Correction to: ‘Coral reef fish smell leaves to find island homes’ (2022) by Dixson et al.

Proc. R. Soc. B. 275, 2831–2899. (Published online 26 August 2008). (https://doi.org/10.1098/rspb.2008.0876)

Due to an error in their calculation, the standard errors reported in table 1 of the article [1] were too small. Please see the revised table 1 for correct s.e. Correction of this error does not change the conclusions of our work.

Table 1.

Results of pairwise olfactory choice experiments on field-collected juvenile A. percula, including the choices made between (a) water from reefs with and without islands, (b) water from different distances away from islands and (c) water with and without anemones and rainforest leaves.
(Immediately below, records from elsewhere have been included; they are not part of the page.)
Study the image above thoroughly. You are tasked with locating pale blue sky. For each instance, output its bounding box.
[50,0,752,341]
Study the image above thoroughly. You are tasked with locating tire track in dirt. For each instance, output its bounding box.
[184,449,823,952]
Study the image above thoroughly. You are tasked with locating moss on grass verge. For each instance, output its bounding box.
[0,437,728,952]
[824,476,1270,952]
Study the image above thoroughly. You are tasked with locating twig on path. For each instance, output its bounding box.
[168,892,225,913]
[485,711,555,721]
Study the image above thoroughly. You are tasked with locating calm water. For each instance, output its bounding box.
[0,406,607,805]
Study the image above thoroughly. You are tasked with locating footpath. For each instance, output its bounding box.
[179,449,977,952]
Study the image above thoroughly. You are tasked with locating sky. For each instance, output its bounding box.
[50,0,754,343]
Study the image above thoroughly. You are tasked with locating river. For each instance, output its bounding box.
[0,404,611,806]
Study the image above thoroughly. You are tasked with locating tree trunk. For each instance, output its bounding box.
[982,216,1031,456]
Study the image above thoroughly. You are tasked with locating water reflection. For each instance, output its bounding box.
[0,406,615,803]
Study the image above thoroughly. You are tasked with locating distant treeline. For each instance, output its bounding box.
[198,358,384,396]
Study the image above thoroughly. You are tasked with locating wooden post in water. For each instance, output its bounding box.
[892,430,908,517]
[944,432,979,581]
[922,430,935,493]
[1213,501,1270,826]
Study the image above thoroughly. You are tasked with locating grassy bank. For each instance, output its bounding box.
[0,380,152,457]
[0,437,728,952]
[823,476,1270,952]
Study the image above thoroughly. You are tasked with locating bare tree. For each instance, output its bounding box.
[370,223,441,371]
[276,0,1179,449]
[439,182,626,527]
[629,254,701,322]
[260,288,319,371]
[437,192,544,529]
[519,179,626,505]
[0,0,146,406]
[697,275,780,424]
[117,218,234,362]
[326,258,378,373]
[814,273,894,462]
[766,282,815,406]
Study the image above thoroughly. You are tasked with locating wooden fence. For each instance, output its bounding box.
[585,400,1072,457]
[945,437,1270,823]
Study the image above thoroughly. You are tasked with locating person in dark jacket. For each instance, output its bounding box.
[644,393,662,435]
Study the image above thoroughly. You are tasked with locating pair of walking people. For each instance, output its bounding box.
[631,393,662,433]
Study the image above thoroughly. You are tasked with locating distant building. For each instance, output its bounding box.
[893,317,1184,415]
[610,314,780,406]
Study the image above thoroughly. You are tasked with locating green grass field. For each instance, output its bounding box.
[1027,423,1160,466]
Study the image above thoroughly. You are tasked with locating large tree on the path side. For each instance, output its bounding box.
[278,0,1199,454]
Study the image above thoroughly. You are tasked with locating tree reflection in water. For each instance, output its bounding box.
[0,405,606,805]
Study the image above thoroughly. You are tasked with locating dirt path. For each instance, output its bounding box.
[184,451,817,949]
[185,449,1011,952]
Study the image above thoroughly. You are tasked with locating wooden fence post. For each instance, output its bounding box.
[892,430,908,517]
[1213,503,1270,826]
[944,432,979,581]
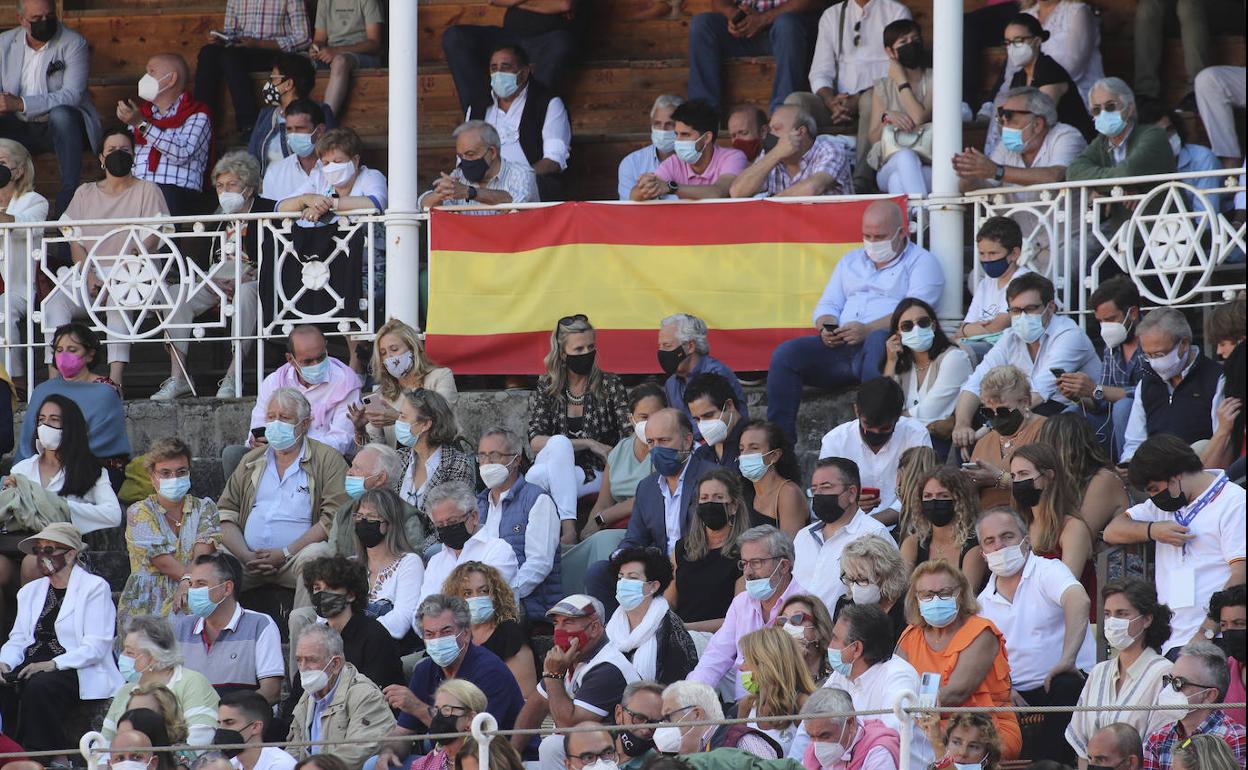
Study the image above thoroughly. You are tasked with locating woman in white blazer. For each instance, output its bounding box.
[0,523,122,764]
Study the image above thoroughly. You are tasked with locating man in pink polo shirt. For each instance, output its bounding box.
[629,101,748,201]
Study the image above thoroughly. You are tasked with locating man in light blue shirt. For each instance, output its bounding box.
[768,201,945,441]
[618,94,685,201]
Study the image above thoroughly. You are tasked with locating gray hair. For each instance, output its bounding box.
[471,426,524,461]
[1136,307,1192,344]
[1179,641,1231,701]
[1001,86,1057,129]
[414,594,472,639]
[451,120,503,150]
[211,150,261,195]
[126,615,182,671]
[1088,77,1136,107]
[359,443,403,492]
[799,688,854,719]
[736,524,794,564]
[663,679,724,719]
[659,313,710,356]
[265,388,312,422]
[650,94,685,120]
[424,482,477,515]
[295,623,346,660]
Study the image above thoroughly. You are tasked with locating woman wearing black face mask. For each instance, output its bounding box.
[663,468,750,633]
[524,314,633,545]
[901,467,988,592]
[862,19,932,195]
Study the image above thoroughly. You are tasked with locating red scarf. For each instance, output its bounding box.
[132,91,212,172]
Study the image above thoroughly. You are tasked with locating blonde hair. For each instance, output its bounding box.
[442,562,520,623]
[0,139,35,197]
[371,318,438,401]
[736,628,815,730]
[543,317,607,404]
[906,559,980,628]
[980,363,1031,408]
[126,683,191,744]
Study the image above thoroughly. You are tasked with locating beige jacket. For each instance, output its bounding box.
[286,663,396,770]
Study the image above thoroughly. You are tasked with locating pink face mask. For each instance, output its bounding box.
[54,353,86,379]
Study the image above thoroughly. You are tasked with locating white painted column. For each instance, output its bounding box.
[386,0,421,327]
[927,0,965,324]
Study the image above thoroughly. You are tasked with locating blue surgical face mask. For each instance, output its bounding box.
[650,129,676,154]
[160,475,191,503]
[1092,110,1127,136]
[468,597,494,624]
[615,578,646,610]
[265,419,295,452]
[424,636,469,668]
[286,131,316,157]
[489,72,520,99]
[919,597,957,628]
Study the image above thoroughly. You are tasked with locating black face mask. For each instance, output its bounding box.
[1010,478,1043,508]
[30,15,56,42]
[356,520,386,548]
[429,714,459,746]
[897,41,924,70]
[436,522,472,550]
[659,346,689,374]
[810,494,845,524]
[312,590,351,618]
[922,500,957,527]
[564,351,598,377]
[698,502,729,530]
[212,728,247,759]
[104,150,135,177]
[618,720,654,756]
[459,157,489,185]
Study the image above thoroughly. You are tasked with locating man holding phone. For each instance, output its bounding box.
[768,200,945,441]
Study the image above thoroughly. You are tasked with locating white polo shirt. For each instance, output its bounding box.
[792,510,897,612]
[819,417,932,510]
[1128,470,1244,661]
[980,554,1096,691]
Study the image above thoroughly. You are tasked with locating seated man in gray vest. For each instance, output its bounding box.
[477,427,563,620]
[1118,307,1223,465]
[172,552,286,704]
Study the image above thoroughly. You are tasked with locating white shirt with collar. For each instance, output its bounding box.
[980,553,1096,691]
[823,417,932,511]
[810,0,911,94]
[810,241,945,323]
[480,479,559,599]
[962,314,1101,403]
[474,86,572,170]
[421,527,517,602]
[792,510,897,608]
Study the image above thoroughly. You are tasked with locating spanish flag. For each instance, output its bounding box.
[426,198,888,374]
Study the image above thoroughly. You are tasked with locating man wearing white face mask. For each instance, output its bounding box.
[117,54,212,216]
[976,507,1096,764]
[248,326,359,454]
[1119,307,1226,463]
[461,45,572,201]
[768,201,945,441]
[286,623,394,770]
[477,427,563,619]
[801,688,901,770]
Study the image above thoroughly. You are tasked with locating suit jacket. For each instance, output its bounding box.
[619,454,719,553]
[0,21,101,152]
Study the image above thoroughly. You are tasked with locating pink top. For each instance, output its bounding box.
[654,145,749,185]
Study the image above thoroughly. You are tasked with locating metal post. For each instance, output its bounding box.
[929,0,965,322]
[386,1,421,327]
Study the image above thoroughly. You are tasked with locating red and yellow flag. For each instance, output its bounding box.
[427,200,893,374]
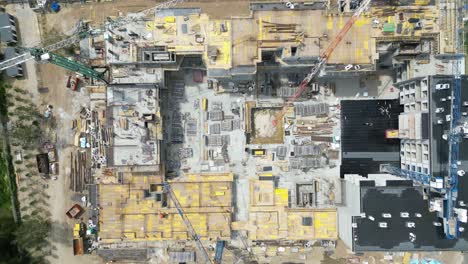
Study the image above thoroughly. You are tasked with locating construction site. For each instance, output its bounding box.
[0,0,468,263]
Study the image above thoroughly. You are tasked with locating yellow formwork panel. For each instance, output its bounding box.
[314,211,338,239]
[327,16,333,30]
[354,17,371,27]
[275,188,289,205]
[146,21,154,31]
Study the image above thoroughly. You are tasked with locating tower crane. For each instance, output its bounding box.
[381,8,466,239]
[0,0,185,82]
[273,0,371,126]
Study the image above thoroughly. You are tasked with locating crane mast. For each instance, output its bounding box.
[164,182,212,263]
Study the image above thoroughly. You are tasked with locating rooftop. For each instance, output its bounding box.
[107,85,162,166]
[232,180,338,241]
[340,100,403,178]
[99,173,233,243]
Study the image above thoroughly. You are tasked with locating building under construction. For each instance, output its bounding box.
[0,0,458,263]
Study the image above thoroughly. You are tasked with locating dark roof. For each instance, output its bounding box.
[353,179,468,252]
[340,100,403,178]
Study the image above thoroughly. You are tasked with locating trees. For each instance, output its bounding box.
[14,217,50,254]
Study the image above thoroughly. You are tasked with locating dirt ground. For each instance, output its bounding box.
[44,0,263,34]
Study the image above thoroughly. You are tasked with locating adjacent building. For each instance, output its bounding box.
[338,175,468,252]
[396,75,468,178]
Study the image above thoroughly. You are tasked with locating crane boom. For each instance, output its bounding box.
[164,183,212,263]
[273,0,371,125]
[0,0,185,71]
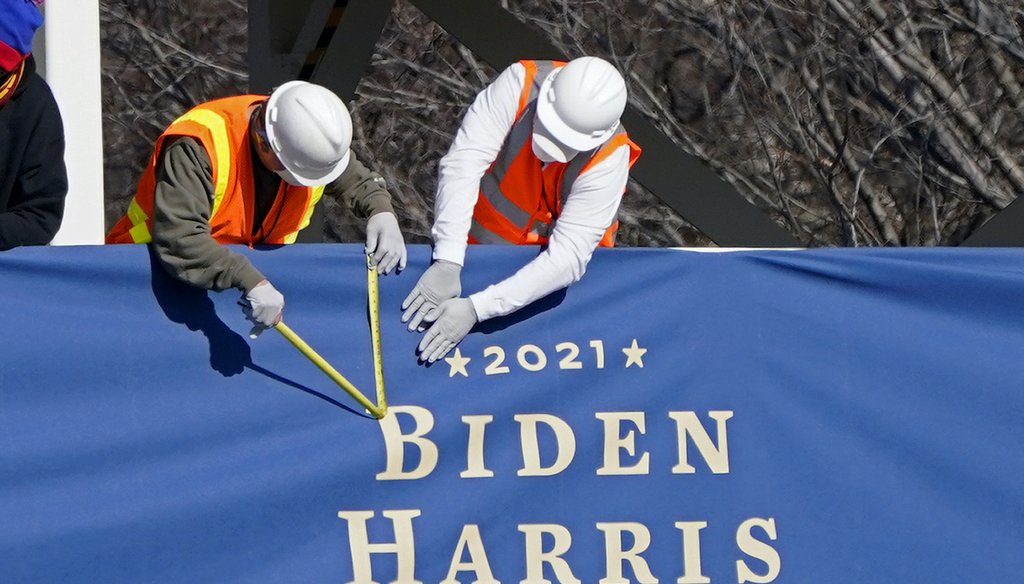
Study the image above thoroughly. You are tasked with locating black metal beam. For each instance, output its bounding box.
[961,198,1024,247]
[310,0,394,101]
[412,0,801,247]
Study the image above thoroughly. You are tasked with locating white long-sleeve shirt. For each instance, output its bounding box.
[431,62,629,321]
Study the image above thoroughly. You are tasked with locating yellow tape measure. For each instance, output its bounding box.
[273,255,387,419]
[367,255,387,417]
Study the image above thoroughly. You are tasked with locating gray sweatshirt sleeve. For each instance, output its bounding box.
[153,137,264,292]
[324,147,394,219]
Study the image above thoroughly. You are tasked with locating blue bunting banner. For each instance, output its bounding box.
[0,245,1024,584]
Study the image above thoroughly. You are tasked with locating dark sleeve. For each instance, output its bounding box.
[324,152,394,219]
[0,80,68,250]
[153,137,263,292]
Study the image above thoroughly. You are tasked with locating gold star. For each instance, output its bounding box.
[444,347,468,378]
[623,339,647,369]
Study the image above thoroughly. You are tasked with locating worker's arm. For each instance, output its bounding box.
[431,62,526,265]
[324,152,394,219]
[153,137,265,292]
[326,147,407,274]
[469,145,629,321]
[0,74,68,250]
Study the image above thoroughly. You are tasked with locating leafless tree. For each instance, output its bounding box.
[101,0,1024,246]
[99,0,249,226]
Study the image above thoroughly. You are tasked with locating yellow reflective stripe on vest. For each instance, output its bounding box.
[285,185,324,243]
[174,110,231,219]
[128,197,153,243]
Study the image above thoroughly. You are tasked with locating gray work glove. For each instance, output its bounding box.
[419,298,479,363]
[401,259,462,331]
[239,280,285,338]
[366,212,406,274]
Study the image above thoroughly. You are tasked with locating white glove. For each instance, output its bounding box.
[401,259,462,331]
[366,212,406,274]
[240,280,285,338]
[419,298,479,363]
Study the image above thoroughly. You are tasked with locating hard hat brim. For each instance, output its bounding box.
[263,80,352,186]
[530,120,580,163]
[537,69,618,152]
[278,151,352,186]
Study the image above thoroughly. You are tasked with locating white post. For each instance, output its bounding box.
[37,0,104,245]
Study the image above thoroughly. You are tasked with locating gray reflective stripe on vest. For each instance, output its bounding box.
[470,60,606,243]
[469,221,509,244]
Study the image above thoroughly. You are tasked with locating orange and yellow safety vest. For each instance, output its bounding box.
[469,60,640,247]
[106,95,324,245]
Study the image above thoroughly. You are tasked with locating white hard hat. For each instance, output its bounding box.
[264,81,352,186]
[534,56,626,162]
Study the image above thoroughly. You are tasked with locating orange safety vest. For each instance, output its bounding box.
[469,60,640,247]
[106,95,324,245]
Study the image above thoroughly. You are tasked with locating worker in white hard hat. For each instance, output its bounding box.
[106,81,406,336]
[401,56,640,362]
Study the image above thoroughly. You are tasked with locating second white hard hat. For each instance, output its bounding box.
[264,81,352,186]
[535,56,626,158]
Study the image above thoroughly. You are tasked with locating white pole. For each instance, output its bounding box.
[43,0,104,245]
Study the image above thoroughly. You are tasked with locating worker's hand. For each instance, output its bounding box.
[241,280,285,338]
[401,259,462,331]
[366,212,406,274]
[419,298,479,363]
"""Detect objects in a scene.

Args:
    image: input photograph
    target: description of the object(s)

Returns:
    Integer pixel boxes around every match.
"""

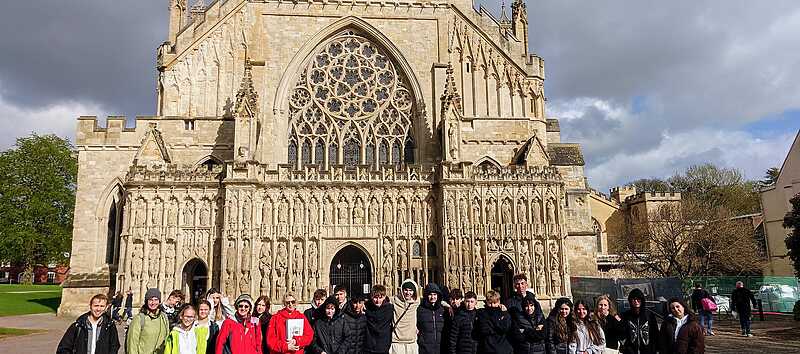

In addition, (d) shows the pairwise trials for laboratory-reared juveniles and their choices between water with and without anemones and leaves. Data are mean percentage of time spent in water flowing from the two sources ± s.e. Statistic tests are χ²-tests on the number of trials where larvae exhibited a preference for one water source in the test chamber. n, sample size; p, probability of the data given the null hypothesis that there is no choice.

pairwise test	choice 1, mean % time ± s.e.		choice 2, mean % time ± s.e.		χ2	n	p
(a) field experiment 1: reefs with and without islands	Tuare Is.	99.6 ± 0.19	South Bay Reef	0.4 ± 0.19	28.0	28	<0.001
	Kimbe Is.	99.5 ± 0.23	May Reef	0.5 ± 0.23	22.0	22	<0.001
(b) field experiment 2: distance from island	Tuare Is. beach	98.0 ± 0.67	Tuare Is. offshore	2.0 ± 0.67	22.0	22	<0.001
	Tuare Is. beach	95.0 ± 0.61	Tuare Is. crest	5.0 ± 0.61	22.0	22	<0.001
	Tuare Is. crest	55.0 ± 1.14	Tuare Is. offshore	45.0 ± 1.14	0.17	22	0.683
	Kimbe Is. beach	93.0 ± 1.59	Kimbe Is. Offshore	7.0 ± 1.59	24.0	24	<0.001
	Kimbe Is. beach	97.2 ± 0.60	Kimbe Is. crest	2.8 ± 0.60	20.2	24	<0.001
	Kimbe Is. crest	57.0 ± 1.66	Kimbe Is. Offshore	43.0 ± 1.66	0.0	24	1
(c) field experiment 3: response to anemones and leaves	anemone	91.0 ± 1.41	no anemone	9.0 ± 1.41	18.2	22	<0.001
	mixed leaves	89.5 ± 1.74	no leaves	10.5 ± 1.74	20.2	24	<0.001
	leaves sp. 1	90.0 ± 1.68	no leaves	10.0 ± 1.68	20.0	20	<0.001
	leaves sp. 2	92.0 ± 1.06	no leaves	8.0 ± 1.06	20.0	20	<0.001
	leaves sp. 3	90.0 ± 1.24	no leaves	10.0 ± 1.24	16.2	20	<0.001
	leaves sp. 4	92.0 ± 1.45	no leaves	8.0 ± 1.45	20.0	20	<0.001
	leaves sp. 5	94.0 ± 1.02	no leaves	6.0 ± 1.02	20.0	20	<0.001
(d) laboratory experiment: response of naive larvae to anemones and leaves	anemone	98.0 ± 0.44	no anemone	2.0 ± 0.44	24.0	24	<0.001
	rainforest leaves	96.0 ± 0.45	no leaves	4.0 ± 0.45	36.0	36	<0.001
	melaleuca leaves	0.0 ± 0.0	no leaves	100.0 ± 0.0	30.0	30	<0.001

Additionally, we would like to clarify that the strong treatment effects found in this experiment are likely the result of a combination of factors including, but not limited to, the ecology of the focal species, the flume apparatus, the chemical comparisons being tested as well as the concentration of the chemical cues tested. The chemical cue concentration is likely higher than the organisms would experience in nature and therefore likely a form of supernormal stimuli. Simply put, supernormal stimuli are bigger and more intense than normal, and elicit a larger than normal response from the animal [2]. Here, the naturally occurring olfactory cues indicate habitat; the heightened preference when the stimulus is offered at an intense concentration follows this behavioural pattern. The research presented in this study purposefully used strong chemical cues to determine if chemical cues are used in habitat selection, rather than determining a detection threshold for this species of a concentration gradient.